Decomposition of Speech into Modulators and Temporal Fine Structure
Les Atlas, Ph.D.
Virginia Merrill Bloedel Hearing Research Scholar
Professor of Electrical Engineering
University of Washington; Seattle, WA
Friday, May 10th, 2013
…musical tones are the simpler and more regular elements of the sensations of hearing, and that we have consequently first to study the laws and peculiarities of this class of sensations.
Hermann von Helmholtz, On the Sensations of Tone as a Physiological Basis for the Theory of Music, 2nd English Edition (A. Ellis), translated from the 4th German Edition of 1877, Longman Green, London, 1885, Page 7.
It has been 135 years since this passage was written, yet we still have no formal foundation for going beyond what Helmholtz brilliantly saw as the building blocks he called “musical tones,” which we now simply call “frequency.” Helmholtz also saw that “beats of simple tones” and “beats due to combinational tones” or “differential tones” [op. cit., Page 159.] formed sum and difference beats. We now call the generalization of this effect “modulations” or “envelopes.”
Since the time of Helmholtz, science and technology has developed radio and then very high-speed digital communications, revolutionizing the way we now live. Concepts from 1920’s to 1930’s AM and FM radio communications still provide a perhaps outdated foundation.
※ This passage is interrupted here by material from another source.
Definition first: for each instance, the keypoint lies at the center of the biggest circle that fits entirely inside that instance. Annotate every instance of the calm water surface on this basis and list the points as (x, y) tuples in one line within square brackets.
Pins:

Researchers conventionally model the above modulations as “envelopes,” which multiply “carriers” or, equivalently, “temporal fine structure.” These envelopes, as typically derived after subband filtering, are Hilbert envelopes or, with perhaps a closer connection to physiology, rectified and lowpass filtered real envelopes. Yet as will be argued, hearing science’s current foundation, which has frequency subband envelopes modulating temporal fine structure carriers, is still not as precise as Helmholtz was with single tones and harmonics.
Our talk will begin with demonstrations of simple combinations of tones which have identical envelopes yet sound obviously different. We will show, assuming sufficiently low rate envelopes, how important it is to remove this ambiguity, especially for speech. We will then suggest how a simple and physiologically viable decomposition into an envelope, with a new form of temporal fine structure, removes this ambiguity. These results raise new questions about relative roles of temporal fine structure in everyday audio and speech for normal hearing listeners. These results, with our new definition of temporal fine structure, also suggest differing decoding of speech in steady noise versus multiple simultaneous masking talkers.
Three Learner Outcomes: Temporal fine structure has been ill-defined. Hilbert phase is a flawed method for finding temporal fine structure. A new additive definition of temporal fine structure, with underlying theory and physiological plausibility, is instead hypothesized.